Wan Atikah said she attended ICCS as she was looking forward to learn how Singapore managed its diversity through policies, but also how its society is reacting to such approaches.
“We don’t want to just focus on religion, but also any other identities that people relate to,” she said.
Wan Atikah also said she had observed community spaces during a visit to Our Tampines Hub, the island’s largest integrated community and lifestyle hub led by its People’s Association.
“We want to focus on how religious houses not just a place to do religious rituals, but also for the community to gather, for activities regardless of your faith,” she said.
Hisham Muhaimi, 27, from Initiative to Promote Tolerance and Prevent Violence (INITIATE.MY)
Hisham is a project officer with INITIATE.MY, a research arm of Komuniti Muslim Universal — itself a youth-led, faith-based human rights organisation founded by former radicalised Muslim youths.
INITIATE.MY focuses on two areas of policy research: prevention and counter-violent extremism, and freedom of religion and belief.
“We were established in response to the increased intergroup conflicts post-2018 general election,” said Hisham.
Hisham said the most striking feature of ICCS was that it platformed delegates who are working on improving race relations and faith engagements all around the world.
“I come here with the aim to engage in honest discussions on interfaith dialogue with as many delegates and learn from them.
“I believe it is a really good facilitated space since we all come with the same purpose, to learn from one another and to offer our own perspectives on how to foster harmony in diverse societies,” he said.
He related that over the week he had met many amazing individuals who have done a great deal in their respective lines of work whether as faith leaders, community leaders, researchers, civil servants, or lawyers.
“The past couple of days have been great! I appreciate the fact that the speakers explored topics that are rarely discussed like the need to link religion and environmental justice and the effects of colonisation on social cohesion,” said Hisham.
He pointed out that his main takeaway was how important it is for faith leaders and actors to participate in political dialogues and ensure that their communities are represented.

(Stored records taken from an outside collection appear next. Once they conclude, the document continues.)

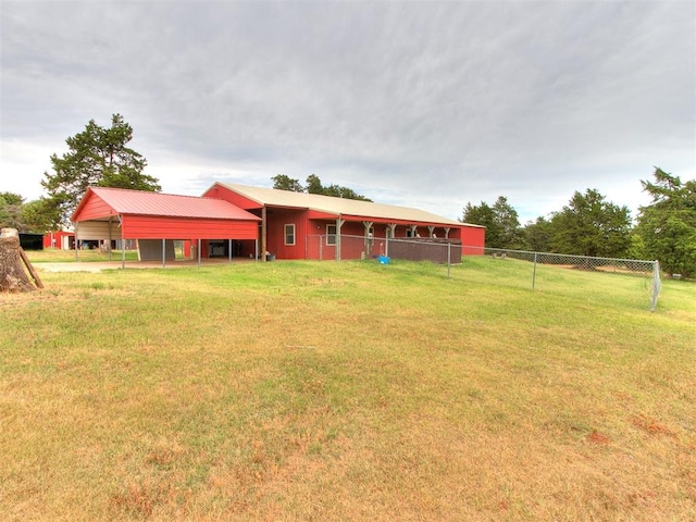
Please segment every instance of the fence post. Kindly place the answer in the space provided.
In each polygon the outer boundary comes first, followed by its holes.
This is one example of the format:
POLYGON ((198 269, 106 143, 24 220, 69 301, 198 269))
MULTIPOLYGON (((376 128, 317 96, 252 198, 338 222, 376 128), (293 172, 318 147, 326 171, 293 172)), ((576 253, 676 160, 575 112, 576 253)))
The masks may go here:
POLYGON ((536 252, 534 252, 534 271, 532 272, 532 291, 536 286, 536 252))

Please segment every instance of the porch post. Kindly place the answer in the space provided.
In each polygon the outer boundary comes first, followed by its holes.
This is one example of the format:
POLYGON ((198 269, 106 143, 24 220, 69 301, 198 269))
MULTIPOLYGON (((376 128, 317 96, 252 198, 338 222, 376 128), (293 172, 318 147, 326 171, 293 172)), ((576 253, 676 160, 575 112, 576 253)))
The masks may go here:
POLYGON ((372 244, 374 241, 374 238, 370 236, 370 228, 372 228, 372 225, 374 225, 374 222, 372 221, 362 222, 362 226, 365 228, 365 258, 369 258, 372 253, 372 244))
POLYGON ((77 250, 79 249, 79 243, 77 241, 77 227, 79 226, 79 223, 75 222, 75 261, 79 261, 77 259, 77 250))
MULTIPOLYGON (((265 204, 261 208, 261 258, 265 261, 265 251, 269 249, 266 245, 266 211, 265 204)), ((259 252, 257 252, 258 254, 259 252)))
POLYGON ((338 214, 336 217, 336 261, 340 261, 340 227, 344 226, 345 221, 338 214))
POLYGON ((109 217, 109 246, 107 248, 109 250, 109 261, 111 261, 111 217, 109 217))

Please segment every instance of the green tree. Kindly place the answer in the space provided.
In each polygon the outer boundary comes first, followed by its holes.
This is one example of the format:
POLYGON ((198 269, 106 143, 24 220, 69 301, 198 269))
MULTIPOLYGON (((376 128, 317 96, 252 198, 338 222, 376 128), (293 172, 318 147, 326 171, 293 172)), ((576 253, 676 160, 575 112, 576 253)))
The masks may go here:
POLYGON ((551 250, 551 223, 546 217, 537 217, 522 229, 526 248, 535 252, 551 250))
POLYGON ((0 228, 24 229, 22 206, 24 198, 15 192, 0 192, 0 228))
POLYGON ((592 257, 624 257, 631 246, 631 212, 596 189, 575 191, 551 217, 551 250, 592 257))
POLYGON ((696 181, 685 183, 659 167, 655 181, 641 181, 652 197, 641 207, 636 234, 650 259, 668 274, 696 276, 696 181))
POLYGON ((278 174, 273 176, 271 179, 273 181, 273 188, 279 190, 291 190, 294 192, 319 194, 321 196, 332 196, 334 198, 372 201, 348 187, 341 187, 340 185, 330 185, 324 187, 324 185, 322 185, 322 181, 316 174, 307 176, 307 185, 304 187, 302 187, 299 179, 291 178, 285 174, 278 174))
POLYGON ((486 227, 486 248, 520 249, 523 247, 518 212, 502 196, 498 197, 493 207, 485 201, 476 206, 468 202, 461 221, 486 227))
POLYGON ((273 181, 273 188, 277 190, 290 190, 291 192, 304 191, 299 179, 294 179, 285 174, 278 174, 273 176, 271 179, 273 181))
POLYGON ((53 226, 66 225, 89 186, 161 190, 158 179, 142 170, 146 159, 126 147, 133 139, 133 127, 121 114, 111 117, 104 128, 90 120, 85 130, 65 140, 69 152, 51 156, 53 174, 44 173, 41 186, 48 192, 47 215, 57 217, 53 226))
POLYGON ((24 203, 22 216, 27 231, 41 234, 54 231, 57 228, 55 224, 61 221, 55 207, 46 198, 24 203))

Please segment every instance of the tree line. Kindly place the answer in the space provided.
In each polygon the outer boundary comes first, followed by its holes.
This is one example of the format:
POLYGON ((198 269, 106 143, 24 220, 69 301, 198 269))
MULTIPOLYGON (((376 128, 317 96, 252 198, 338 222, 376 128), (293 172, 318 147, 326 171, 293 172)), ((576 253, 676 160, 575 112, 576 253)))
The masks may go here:
MULTIPOLYGON (((128 147, 133 127, 114 114, 110 127, 91 120, 69 137, 67 152, 52 154, 52 173, 45 172, 45 195, 25 202, 14 192, 0 192, 0 226, 45 233, 71 225, 70 217, 87 187, 160 191, 159 181, 144 173, 147 160, 128 147)), ((278 174, 273 187, 306 194, 371 201, 355 190, 324 186, 315 174, 299 179, 278 174)), ((696 181, 656 167, 651 181, 641 181, 651 197, 641 207, 636 224, 631 212, 606 200, 596 189, 575 191, 569 203, 524 226, 507 198, 493 204, 467 203, 461 222, 486 226, 486 247, 592 257, 657 259, 670 274, 696 277, 696 181)))
POLYGON ((467 203, 460 221, 484 225, 487 248, 657 259, 668 274, 696 276, 696 181, 655 167, 652 179, 641 184, 651 202, 639 208, 635 225, 627 207, 596 189, 575 191, 561 210, 524 226, 502 196, 493 204, 467 203))

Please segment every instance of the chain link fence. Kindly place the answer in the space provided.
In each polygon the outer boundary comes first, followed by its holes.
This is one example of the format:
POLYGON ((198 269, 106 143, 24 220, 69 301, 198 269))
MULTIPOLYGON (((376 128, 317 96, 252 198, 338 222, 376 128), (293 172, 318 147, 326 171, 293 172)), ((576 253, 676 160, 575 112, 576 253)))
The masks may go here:
MULTIPOLYGON (((644 261, 636 259, 599 258, 586 256, 571 256, 550 252, 532 252, 525 250, 508 250, 497 248, 482 248, 462 245, 456 239, 438 238, 398 238, 365 236, 332 236, 316 235, 307 238, 307 259, 320 260, 390 260, 431 261, 447 266, 447 276, 450 277, 450 268, 461 264, 462 259, 469 257, 489 259, 490 262, 506 260, 526 262, 530 268, 530 277, 526 284, 532 291, 563 291, 562 285, 567 281, 558 276, 558 270, 573 270, 584 274, 617 274, 634 277, 635 285, 630 284, 629 291, 634 293, 633 299, 645 299, 649 303, 650 311, 657 308, 658 296, 661 289, 660 266, 658 261, 644 261), (337 254, 339 245, 340 253, 337 254)), ((514 284, 524 282, 519 277, 519 270, 514 270, 507 281, 514 284)), ((500 274, 498 274, 500 277, 500 274)), ((594 288, 589 279, 587 288, 594 288)), ((493 283, 493 282, 492 282, 493 283)), ((495 282, 496 284, 504 284, 495 282)), ((582 285, 577 279, 575 285, 582 285)), ((575 289, 573 289, 575 290, 575 289)))
POLYGON ((539 269, 549 266, 585 271, 587 273, 610 273, 639 277, 642 282, 639 286, 649 295, 650 311, 657 308, 658 296, 662 288, 660 263, 658 261, 531 252, 499 248, 478 248, 478 253, 489 256, 494 260, 514 259, 527 261, 532 265, 530 283, 532 291, 536 290, 540 281, 543 281, 543 274, 539 269))

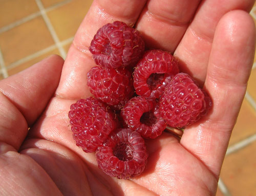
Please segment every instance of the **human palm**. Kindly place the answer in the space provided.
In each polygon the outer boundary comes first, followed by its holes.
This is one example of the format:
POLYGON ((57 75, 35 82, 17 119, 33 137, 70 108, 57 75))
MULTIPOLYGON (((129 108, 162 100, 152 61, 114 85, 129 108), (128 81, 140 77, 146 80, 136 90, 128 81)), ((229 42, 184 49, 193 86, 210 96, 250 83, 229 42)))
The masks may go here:
POLYGON ((246 12, 254 1, 146 2, 95 1, 63 67, 53 56, 0 82, 0 194, 215 194, 252 64, 255 30, 246 12), (72 104, 91 95, 91 40, 114 20, 135 24, 148 47, 174 53, 213 102, 180 140, 167 133, 147 140, 146 168, 129 180, 106 176, 93 153, 75 145, 68 116, 72 104))

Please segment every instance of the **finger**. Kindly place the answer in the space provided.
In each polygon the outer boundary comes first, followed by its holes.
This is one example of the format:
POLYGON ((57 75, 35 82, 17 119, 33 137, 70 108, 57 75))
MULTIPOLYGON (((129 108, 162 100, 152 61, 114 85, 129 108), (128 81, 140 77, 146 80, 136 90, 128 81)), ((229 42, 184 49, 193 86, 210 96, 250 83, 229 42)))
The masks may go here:
POLYGON ((173 53, 192 19, 200 0, 150 0, 138 21, 149 47, 173 53))
POLYGON ((0 141, 18 149, 58 85, 62 59, 52 56, 0 82, 0 141))
POLYGON ((87 74, 96 65, 88 50, 97 30, 108 22, 120 20, 134 24, 146 0, 95 1, 78 29, 68 54, 57 94, 77 99, 90 94, 87 74))
POLYGON ((190 75, 201 84, 205 81, 212 39, 220 18, 230 10, 249 12, 254 0, 206 0, 202 2, 175 52, 181 71, 190 75))
POLYGON ((254 22, 244 11, 229 12, 222 18, 214 38, 205 84, 213 108, 204 120, 186 129, 181 140, 217 177, 245 93, 255 34, 254 22))
POLYGON ((1 195, 62 195, 40 165, 15 152, 0 155, 0 180, 1 195))

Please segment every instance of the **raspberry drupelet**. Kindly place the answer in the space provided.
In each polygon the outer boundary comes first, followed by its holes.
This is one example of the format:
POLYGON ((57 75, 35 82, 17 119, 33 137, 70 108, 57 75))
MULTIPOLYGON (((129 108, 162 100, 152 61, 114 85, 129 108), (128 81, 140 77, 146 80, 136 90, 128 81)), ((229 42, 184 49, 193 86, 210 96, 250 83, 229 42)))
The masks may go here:
POLYGON ((160 99, 158 114, 172 127, 183 128, 206 115, 211 101, 188 75, 173 77, 160 99))
POLYGON ((139 133, 124 128, 112 132, 96 153, 99 168, 110 176, 124 179, 141 174, 147 156, 139 133))
POLYGON ((169 53, 160 50, 146 52, 133 73, 136 93, 159 98, 172 76, 179 72, 178 63, 169 53))
POLYGON ((109 68, 134 66, 144 49, 140 33, 119 21, 99 29, 89 47, 95 63, 109 68))
POLYGON ((86 153, 95 152, 118 126, 115 113, 93 97, 80 99, 72 104, 69 117, 76 144, 86 153))
POLYGON ((155 138, 162 134, 166 121, 154 114, 156 101, 142 96, 132 98, 121 111, 128 127, 145 138, 155 138))
POLYGON ((87 74, 91 92, 102 102, 118 109, 134 93, 132 73, 125 68, 93 67, 87 74))

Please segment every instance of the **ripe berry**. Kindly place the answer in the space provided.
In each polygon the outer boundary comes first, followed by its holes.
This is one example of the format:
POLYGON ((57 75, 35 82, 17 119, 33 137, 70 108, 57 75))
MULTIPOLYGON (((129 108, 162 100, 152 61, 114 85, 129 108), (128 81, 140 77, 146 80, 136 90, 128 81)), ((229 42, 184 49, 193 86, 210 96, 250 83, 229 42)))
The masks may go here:
POLYGON ((87 74, 91 92, 109 105, 123 106, 134 93, 132 74, 124 68, 93 67, 87 74))
POLYGON ((116 68, 134 65, 143 55, 144 48, 142 37, 136 29, 116 21, 98 30, 89 50, 96 64, 116 68))
POLYGON ((182 128, 206 115, 211 106, 206 93, 188 75, 180 73, 166 86, 160 100, 159 113, 170 127, 182 128))
POLYGON ((121 116, 131 129, 143 137, 155 138, 162 134, 166 122, 154 114, 156 102, 143 96, 129 100, 121 111, 121 116))
POLYGON ((93 97, 72 104, 69 117, 76 144, 86 153, 95 152, 118 126, 115 114, 93 97))
POLYGON ((144 139, 129 129, 112 132, 96 154, 99 168, 110 176, 124 179, 142 173, 147 156, 144 139))
POLYGON ((172 76, 178 72, 177 62, 170 53, 159 50, 149 51, 137 63, 133 74, 136 93, 159 98, 172 76))

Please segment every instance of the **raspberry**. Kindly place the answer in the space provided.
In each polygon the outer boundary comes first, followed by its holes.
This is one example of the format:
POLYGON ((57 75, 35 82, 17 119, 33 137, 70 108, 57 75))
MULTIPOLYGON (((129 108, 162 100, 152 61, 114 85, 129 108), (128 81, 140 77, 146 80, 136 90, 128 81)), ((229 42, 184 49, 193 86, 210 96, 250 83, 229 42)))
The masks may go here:
POLYGON ((129 101, 121 111, 121 115, 131 129, 146 138, 155 138, 162 134, 166 122, 154 115, 156 102, 142 96, 129 101))
POLYGON ((93 67, 87 74, 87 85, 97 98, 117 109, 133 95, 132 74, 124 68, 116 69, 93 67))
POLYGON ((141 96, 159 98, 172 76, 179 72, 178 63, 169 53, 159 50, 145 53, 134 72, 134 86, 141 96))
POLYGON ((147 153, 139 133, 130 129, 117 129, 97 149, 96 156, 98 166, 105 174, 126 179, 144 170, 147 153))
POLYGON ((118 126, 115 114, 93 97, 72 104, 69 117, 76 144, 86 153, 95 152, 118 126))
POLYGON ((116 21, 98 30, 89 50, 96 64, 116 68, 134 65, 143 55, 144 48, 138 31, 123 22, 116 21))
POLYGON ((211 101, 187 74, 173 77, 160 100, 159 112, 169 126, 182 128, 206 115, 211 101))

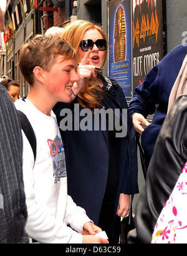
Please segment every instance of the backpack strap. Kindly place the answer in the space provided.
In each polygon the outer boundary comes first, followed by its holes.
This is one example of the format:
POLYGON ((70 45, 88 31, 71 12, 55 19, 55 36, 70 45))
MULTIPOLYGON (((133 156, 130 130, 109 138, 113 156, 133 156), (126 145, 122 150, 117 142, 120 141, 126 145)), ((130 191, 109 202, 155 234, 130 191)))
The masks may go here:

“In the interest of social cohesion, the government should provide a space for faith actors, especially the minorities to be represented and involve them actively in decision-making processes.
“I felt that we should mirror the conference in Malaysia and provide a platform for our diverse faith and racial communities to have honest discussions about improving harmony in Malaysia,” he said, pointing to the Amman Message to elevate the Islamic message of tolerance, equality and mutual respect.
The ICCS was organised by the S. Rajaratnam School of International Studies (RSIS) and supported by Singapore’s Ministry of Culture, Community and Youth.